Usted está aquí: lunes 21 de febrero de 2005 Cultura Rastreador

Hermann Bellinghausen

Rastreador

La marca en el agua es turbia. La turbiedad es la marca. Le brilla en los ojos a Jonás la certidumbre de que ya casi los alcanza. Las últimas horas creyó que los perdía, que escapaban los saqueadores que se hicieron pasar por investigadores, llevando el libro del pueblo que contiene las palabras de los antiguos, sus dibujos, sus numeraciones secretas, el pulso de ese tiempo de los tiempos.

Jonás insistió en que la gente debía desconfiar. No lo escucharon bien. Fueron hábiles los dizque arqueólogos. Convencieron al cabildo de ancianos de permitirles llevarse el libro por las buenas, mostrando de entrada una carta del gobierno donde ordenaba al pueblo entregar la ''pieza'' para su restauración y exhibición temporal en una vitrina climatizada de luz fría. En la capital se habla del Museo de Ciencias Arqueológicas y de la Academia de Historia, aunque todo apunta a una galería privada sin más derecho sobre la "pieza" que pertenecer a la empresa que pagará la restauración, el seguro sobre patrimonio cultural y la cuota de patente en Chicago.

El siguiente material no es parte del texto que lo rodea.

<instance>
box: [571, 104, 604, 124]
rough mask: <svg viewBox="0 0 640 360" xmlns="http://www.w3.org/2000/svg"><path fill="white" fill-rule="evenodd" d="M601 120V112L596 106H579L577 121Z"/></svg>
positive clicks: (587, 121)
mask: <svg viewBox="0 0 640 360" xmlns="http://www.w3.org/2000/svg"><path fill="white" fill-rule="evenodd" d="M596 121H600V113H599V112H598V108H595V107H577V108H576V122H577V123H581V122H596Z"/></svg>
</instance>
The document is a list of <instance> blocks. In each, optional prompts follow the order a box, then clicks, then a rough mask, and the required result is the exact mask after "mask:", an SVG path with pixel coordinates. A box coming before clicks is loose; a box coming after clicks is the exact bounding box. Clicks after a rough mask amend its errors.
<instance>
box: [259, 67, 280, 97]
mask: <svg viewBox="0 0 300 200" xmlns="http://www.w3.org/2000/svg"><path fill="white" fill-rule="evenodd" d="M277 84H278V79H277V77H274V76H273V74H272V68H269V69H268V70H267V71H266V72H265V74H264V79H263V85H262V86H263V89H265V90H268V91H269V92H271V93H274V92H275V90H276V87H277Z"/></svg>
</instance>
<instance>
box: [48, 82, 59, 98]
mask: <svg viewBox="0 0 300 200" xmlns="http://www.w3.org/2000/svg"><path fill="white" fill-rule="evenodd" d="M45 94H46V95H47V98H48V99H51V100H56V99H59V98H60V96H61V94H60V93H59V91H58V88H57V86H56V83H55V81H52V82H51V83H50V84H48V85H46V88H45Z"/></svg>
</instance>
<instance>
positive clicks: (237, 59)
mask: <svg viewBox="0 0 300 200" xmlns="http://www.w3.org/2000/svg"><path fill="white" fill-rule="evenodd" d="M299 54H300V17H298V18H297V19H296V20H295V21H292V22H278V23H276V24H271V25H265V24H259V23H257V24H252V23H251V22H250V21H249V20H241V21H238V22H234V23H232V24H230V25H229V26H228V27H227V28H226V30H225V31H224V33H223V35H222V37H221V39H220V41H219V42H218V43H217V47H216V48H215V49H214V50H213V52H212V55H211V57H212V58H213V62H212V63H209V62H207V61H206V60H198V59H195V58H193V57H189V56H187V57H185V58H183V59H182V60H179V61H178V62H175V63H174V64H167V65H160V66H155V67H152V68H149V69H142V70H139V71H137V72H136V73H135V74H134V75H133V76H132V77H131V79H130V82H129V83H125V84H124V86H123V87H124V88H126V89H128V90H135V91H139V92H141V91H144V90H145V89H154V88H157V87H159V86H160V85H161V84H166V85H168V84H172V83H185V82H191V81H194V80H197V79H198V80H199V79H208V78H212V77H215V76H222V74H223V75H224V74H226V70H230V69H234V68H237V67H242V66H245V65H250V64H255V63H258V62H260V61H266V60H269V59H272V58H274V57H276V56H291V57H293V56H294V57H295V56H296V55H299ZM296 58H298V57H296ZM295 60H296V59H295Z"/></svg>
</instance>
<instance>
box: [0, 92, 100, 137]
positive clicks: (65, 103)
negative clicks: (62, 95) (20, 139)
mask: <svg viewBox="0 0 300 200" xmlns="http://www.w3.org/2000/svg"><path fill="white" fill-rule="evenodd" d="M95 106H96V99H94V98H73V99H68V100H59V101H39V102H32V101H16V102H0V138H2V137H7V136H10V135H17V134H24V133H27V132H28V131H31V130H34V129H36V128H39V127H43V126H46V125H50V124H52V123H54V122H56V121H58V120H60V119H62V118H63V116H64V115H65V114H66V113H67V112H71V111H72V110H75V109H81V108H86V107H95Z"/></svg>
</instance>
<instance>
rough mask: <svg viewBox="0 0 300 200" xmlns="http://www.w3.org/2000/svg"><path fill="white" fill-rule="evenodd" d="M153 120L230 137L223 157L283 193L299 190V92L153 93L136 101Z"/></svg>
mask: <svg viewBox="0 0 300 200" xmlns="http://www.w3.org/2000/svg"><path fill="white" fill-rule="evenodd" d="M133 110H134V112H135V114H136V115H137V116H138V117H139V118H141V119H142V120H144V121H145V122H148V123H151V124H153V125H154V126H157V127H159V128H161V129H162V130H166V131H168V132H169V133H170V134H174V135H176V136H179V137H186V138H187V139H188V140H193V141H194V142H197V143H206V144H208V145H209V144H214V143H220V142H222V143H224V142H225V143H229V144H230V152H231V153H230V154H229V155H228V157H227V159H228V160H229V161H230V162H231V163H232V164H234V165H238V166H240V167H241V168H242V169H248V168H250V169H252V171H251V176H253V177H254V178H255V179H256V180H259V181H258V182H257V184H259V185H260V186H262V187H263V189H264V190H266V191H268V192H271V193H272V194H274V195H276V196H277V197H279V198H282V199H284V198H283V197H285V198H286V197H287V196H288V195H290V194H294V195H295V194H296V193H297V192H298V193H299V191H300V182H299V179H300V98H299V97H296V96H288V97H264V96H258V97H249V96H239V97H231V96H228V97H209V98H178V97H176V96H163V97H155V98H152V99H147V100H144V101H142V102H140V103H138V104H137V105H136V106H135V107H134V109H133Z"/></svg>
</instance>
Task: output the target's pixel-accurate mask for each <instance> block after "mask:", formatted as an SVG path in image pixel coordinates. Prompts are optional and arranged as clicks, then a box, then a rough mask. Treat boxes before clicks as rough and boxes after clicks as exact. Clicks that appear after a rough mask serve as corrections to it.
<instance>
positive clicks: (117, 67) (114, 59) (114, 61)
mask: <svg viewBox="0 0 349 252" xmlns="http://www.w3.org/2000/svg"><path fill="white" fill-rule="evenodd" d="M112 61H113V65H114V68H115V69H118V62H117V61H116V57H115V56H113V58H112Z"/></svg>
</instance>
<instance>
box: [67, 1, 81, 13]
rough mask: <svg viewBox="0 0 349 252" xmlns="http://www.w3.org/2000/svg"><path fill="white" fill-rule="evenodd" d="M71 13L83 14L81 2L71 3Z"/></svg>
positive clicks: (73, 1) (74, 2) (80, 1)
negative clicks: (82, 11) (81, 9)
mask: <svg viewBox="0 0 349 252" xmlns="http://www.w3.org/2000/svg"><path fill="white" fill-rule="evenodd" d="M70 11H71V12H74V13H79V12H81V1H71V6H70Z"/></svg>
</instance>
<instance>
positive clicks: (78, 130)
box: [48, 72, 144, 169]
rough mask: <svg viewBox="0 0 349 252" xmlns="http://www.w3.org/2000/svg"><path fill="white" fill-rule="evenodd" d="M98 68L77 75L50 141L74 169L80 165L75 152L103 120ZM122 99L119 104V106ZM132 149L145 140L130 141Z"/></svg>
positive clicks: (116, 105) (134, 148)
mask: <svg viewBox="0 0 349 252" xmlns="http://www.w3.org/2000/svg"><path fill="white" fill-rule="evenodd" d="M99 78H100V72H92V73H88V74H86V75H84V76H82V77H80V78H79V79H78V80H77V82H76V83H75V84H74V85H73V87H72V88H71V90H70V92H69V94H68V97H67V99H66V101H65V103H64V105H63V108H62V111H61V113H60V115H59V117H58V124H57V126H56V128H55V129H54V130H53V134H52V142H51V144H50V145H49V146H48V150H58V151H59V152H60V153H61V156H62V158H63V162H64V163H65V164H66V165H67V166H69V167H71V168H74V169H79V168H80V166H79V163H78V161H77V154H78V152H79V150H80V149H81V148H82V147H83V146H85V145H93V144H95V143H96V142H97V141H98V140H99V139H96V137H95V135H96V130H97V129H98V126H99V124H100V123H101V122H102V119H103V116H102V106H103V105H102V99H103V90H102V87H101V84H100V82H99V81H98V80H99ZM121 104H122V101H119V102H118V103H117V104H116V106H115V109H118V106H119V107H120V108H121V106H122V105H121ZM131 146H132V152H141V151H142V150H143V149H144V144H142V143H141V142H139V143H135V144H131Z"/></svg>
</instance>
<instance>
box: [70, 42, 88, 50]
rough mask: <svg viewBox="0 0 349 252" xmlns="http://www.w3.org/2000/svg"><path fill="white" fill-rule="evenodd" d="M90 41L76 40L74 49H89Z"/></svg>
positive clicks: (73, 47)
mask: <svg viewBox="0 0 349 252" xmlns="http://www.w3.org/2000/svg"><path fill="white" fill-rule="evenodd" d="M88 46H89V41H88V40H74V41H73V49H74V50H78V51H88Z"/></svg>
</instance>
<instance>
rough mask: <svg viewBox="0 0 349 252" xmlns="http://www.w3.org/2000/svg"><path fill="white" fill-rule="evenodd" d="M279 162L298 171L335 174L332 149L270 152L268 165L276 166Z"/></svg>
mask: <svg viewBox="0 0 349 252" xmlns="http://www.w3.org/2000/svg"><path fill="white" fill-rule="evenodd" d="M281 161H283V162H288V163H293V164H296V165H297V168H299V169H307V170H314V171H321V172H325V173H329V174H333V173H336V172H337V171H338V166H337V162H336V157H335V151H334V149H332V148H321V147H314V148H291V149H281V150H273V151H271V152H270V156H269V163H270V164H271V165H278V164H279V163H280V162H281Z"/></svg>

Al pueblo el procedimiento lo tuvo sin cuidado. Cedió el cabildo por temor, y por creer las vistosas promesas contenidas en la carta del gobierno central, que nunca antes se había acordado de ellos. Cayeron no por crédulos, sino porque para ellos las promesas no existen (no hay el vocablo en su lengua), una oferta se considera palabra empeñada, es inimaginable que no se cumpla.

Al momento de entregar el anciano guardián el libro a los investigadores, diría luego, vio en la mirada del comisario arqueólogo un sucio gesto de ladrón, y demasiado tarde comprendió que los estaban engañado.

Con el libro en su poder, los investigadores y su comitiva de peones apresuraron la partida. Sobre todo al percibir que los "nativos" dudaban de ellos. Huyeron casi. Más ladrones parecieron.

Rápido se llamó a asamblea y decidieron atajarlos, sin importar las consecuencias. La jungla es muy tupida, las distancias difíciles para quien no conoce, pero los investigadores llevaban un día de ventaja, mejores caballos y un buen guía, el capataz del rancho Miramón y Mejía. Era impensable que se perdieran.

La asamblea designó a Jonás y José Ignacio para rastrear la comitiva y recuperar el libro, sin violencia de ser posible. Jonás tomó su escuadra y balas. José Ignacio nada más cuchillo. Se separaron hace rato. Jonás creyó ir mal cuando perdió las huellas en las piedras altas, pero al dar con el riachuelo notó la marca turbia. Poco más y oye cascos y susurros. Allá van.

Atrigrado y paciente, Jonás los pastorea desde la espesura del monte hasta que oscurece. Entonces aprovecha su doble ventaja de conocer el lugar y ver de noche. La caravana oficial y sus peones, como traen mala conciencia, ponen vigilancia para proteger la hielera donde metieron entre trapos y en plástico el libro.

Ya dormidos todos menos el vigilante, Jonás sabe que no hará falta la escuadra. Para descontar al individuo basta la cerbatana. Flechitas de curare y adiós muchachos, ni avisar va a poder. Zum la cerbatana y el cuidador cae redondidito.

Atigrado de los pies, Jonás camina hasta la hielera, le saca los lazos, destapa, tantea el plástico, los trapos y da un tirón sordo al libro. Se hace succionar por la vegetación y se pierde en su rumbo. Relinchan los malditos caballos. Los guías alcanzan a despertar y dan alarma. El comisario arqueólogo, enfurecido, grita órdenes. En pocos minutos, Jonás es el perseguido. Con el libro entre las manos, corre la noche y el día, sin dormir ni saber dónde anda José Ignacio.

Pero va contento. Se los chingó. Ni con el capataz del rancho Miramón y Mejía lo alcanzarán los de a caballo. No hoy que agarró por las laderas. Y una vez que llegue al pueblo, esos ya no se atreverán. A ver si la gente aprende a reconocer a los mercenarios y los mentirosos. Tal vez los viejos lo respeten ahora y para la próxima le hagan caso.